Il y a aussi la gigantesque question de l’utilisation et du développement des technologies. Le pape (diplômé en mathématiques) a consacré une session spéciale du Jubilé à l’intelligence artificielle, invitant – parmi d’autres – Geoffrey Hinton, le père de l’intelligence artificielle générative, à réfléchir aux limites et aux objectifs des nouvelles technologies puissance. Nous assistons à un usage de l’intelligence artificielle qui s’est silencieusement mais inéluctablement infiltré dans nos vies professionnelles et personnelles ; nous constatons comment la conduite autonome modifie conflits et guerres ; et nous voyons apparaître des puissances mondiales avec lesquelles il faudra établir des règles de coexistence. Un véritable enjeu se pose autour de la régulation de l’IA : comment, quand, qui peut l’encadrer? C’est un thème sur lequel le réformisme devrait s’exprimer, car il nous plonge dans la contemporanéité; c’est aussi un domaine où les apocalyptiques et les intégrés sont peu utiles.
L’histoire enseigne une leçon rude : lorsque la polarisation se radicalise, la position la plus ancestrale prévaut toujours, celle qui fait appel aux instincts les plus primaires et aux peurs les plus profondes. Les exemples sont nombreux : de Trump contre Kamala Harris, aux printemps arabes débouchant sur l’autoritarisme : chaque fois qu’un affrontement frontal entre opposés se produit, celui qui parvient à mobiliser les émotions les plus enracinées l’emporte.

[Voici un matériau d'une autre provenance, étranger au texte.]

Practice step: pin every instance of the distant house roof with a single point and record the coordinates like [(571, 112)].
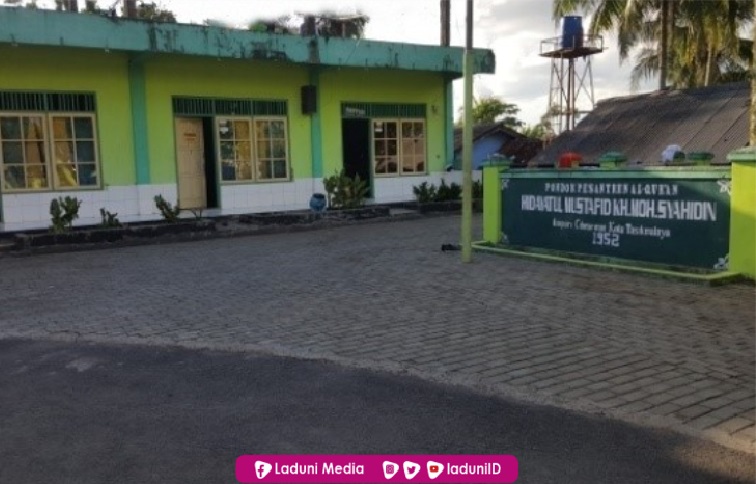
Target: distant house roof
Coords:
[(516, 146), (713, 119)]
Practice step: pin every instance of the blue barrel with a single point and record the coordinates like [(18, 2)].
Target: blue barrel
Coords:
[(572, 32)]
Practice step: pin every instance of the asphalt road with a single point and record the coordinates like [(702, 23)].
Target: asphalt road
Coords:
[(83, 413)]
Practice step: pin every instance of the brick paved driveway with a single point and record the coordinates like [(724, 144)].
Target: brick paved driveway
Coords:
[(384, 296)]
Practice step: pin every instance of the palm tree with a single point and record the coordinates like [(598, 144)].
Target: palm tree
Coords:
[(753, 85), (702, 45)]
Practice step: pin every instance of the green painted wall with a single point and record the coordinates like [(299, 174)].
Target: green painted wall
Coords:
[(105, 74), (169, 76), (381, 86), (743, 216)]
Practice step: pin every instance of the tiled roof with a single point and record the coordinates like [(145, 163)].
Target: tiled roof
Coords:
[(517, 146), (713, 119)]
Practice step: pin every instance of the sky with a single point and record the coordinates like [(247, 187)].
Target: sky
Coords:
[(513, 29)]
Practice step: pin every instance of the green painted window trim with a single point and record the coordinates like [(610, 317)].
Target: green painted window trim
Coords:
[(382, 110), (55, 102), (197, 106)]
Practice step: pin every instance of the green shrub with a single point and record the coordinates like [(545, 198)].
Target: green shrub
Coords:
[(428, 193), (425, 192), (168, 211), (477, 189), (345, 192), (109, 220), (63, 212), (447, 193)]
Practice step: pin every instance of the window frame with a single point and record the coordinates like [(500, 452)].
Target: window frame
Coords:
[(252, 121), (250, 125), (53, 183), (45, 142), (399, 147), (51, 147)]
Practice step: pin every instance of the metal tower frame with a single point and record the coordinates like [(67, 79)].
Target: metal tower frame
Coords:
[(571, 78)]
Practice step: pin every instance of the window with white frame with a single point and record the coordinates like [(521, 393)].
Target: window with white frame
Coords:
[(253, 149), (41, 151), (399, 147)]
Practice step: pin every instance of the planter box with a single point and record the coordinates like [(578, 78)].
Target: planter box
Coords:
[(87, 236), (293, 218)]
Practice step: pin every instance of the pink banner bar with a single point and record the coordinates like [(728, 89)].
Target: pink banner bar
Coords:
[(376, 469)]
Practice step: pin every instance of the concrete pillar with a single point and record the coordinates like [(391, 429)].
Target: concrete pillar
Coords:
[(492, 207)]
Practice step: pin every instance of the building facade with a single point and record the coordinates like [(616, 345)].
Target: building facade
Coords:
[(116, 111)]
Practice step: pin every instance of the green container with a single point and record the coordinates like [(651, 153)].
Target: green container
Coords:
[(612, 159), (701, 157)]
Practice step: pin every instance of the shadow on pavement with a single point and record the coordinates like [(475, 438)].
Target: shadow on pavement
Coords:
[(78, 413)]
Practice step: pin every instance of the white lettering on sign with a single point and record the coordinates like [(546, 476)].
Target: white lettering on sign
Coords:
[(665, 209)]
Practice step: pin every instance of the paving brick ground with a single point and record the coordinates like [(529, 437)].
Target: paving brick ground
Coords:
[(384, 296)]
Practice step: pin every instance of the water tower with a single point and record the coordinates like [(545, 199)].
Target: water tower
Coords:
[(571, 73)]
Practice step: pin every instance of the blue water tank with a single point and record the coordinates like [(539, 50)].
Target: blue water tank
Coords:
[(572, 32)]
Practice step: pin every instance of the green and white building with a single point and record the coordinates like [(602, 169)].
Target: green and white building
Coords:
[(115, 111)]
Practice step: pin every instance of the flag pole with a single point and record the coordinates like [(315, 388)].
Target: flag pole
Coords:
[(467, 130)]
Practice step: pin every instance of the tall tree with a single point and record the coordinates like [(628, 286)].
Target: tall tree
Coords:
[(753, 84), (704, 46)]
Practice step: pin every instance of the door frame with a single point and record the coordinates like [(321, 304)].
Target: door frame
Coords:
[(212, 183), (368, 150)]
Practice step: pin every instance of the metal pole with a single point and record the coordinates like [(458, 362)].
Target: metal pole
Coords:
[(467, 130), (663, 54), (446, 23)]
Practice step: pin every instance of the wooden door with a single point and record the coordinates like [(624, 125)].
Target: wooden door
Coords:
[(190, 151)]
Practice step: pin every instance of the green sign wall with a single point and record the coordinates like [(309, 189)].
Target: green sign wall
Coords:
[(671, 221)]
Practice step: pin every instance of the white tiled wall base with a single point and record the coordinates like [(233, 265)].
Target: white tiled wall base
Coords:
[(136, 203), (131, 203), (399, 189)]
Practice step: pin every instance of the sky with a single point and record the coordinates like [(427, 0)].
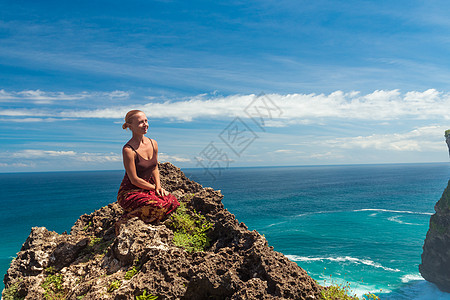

Sur le plan politique, les choses ne sont pas différentes. L’Italie d’après-guerre offre un cas d’étude édifiant. En 1946, les partis de gauche (Communistes à 19 %, Socialistes à 20,7 %) réunis avaient plus de voix que la Démocratie chrétienne (35,2 %). La logique suggérait qu’en s’unissant au sein du Front populaire, ils gagneraient facilement. Il n’en fut rien. Aux élections de 1948, l’extrême polarisation a pénalisé la gauche unie, qui a perdu près de dix points (31 %), tandis que la DC a obtenu la majorité absolue avec 48,5 %. La peur du communisme s’est révélée plus forte que l’addition attendue des soutiens.
La polarisation politique est également entraînée, ou plutôt est entraînée par deux autres polarisation : celles de la peur et de l’espoir. Toutes deux, d’une manière ou d’une autre, touchent le cœur, et possèdent une force invincible. Actuellement, les peurs sont claires, se dessinent bien, s’insinuent dans la pensée collective, tandis que l’espoir se manifeste moins et, parfois, apparaît même comme une menace. L’espoir réformiste réside dans la capacité à ne pas opposer ces deux principes – le réalisme et l’idéalisme : le premier sert le second, mais le second ne sera jamais démocratique s’il ne suit pas le premier. Cette interdépendance entre réalisme et idéalisme constitue l’été des réformistes : ce n’est pas seulement une rationalité sans âme, mais une force morale, une sérieux, une vision, véritables antidotes émotionnels au populisme. Il en découle la nécessité d’évoluer avec de nouvelles idées et un courage accru.
Dernier d’une série de six articles sur “Que faire face au populisme”.
Bon à savoir
- Le populisme se nourrit souvent de ressentiment et de mécontentement social, créant un danger pour la démocratie.
- Les réformistes doivent établir des dialogues centraux sur des préoccupations comme l’immigration et la guerre culturelle.
- Il est essentiel de réinventer le réformisme en tenant compte des nouveaux défis posés par les technologies et le monde actuel.
En observant la complexité de la situation politique actuelle, il apparaît nécessaire de questionner les stratégies mises en œuvre par les réformistes. L’interconnexion entre réalisme et idéalisme semble être la clé pour forger un avenir où le dialogue prime sur la division. Quels dispositifs peuvent les réformistes envisager pour établir cette unité et contrer la montée du populisme?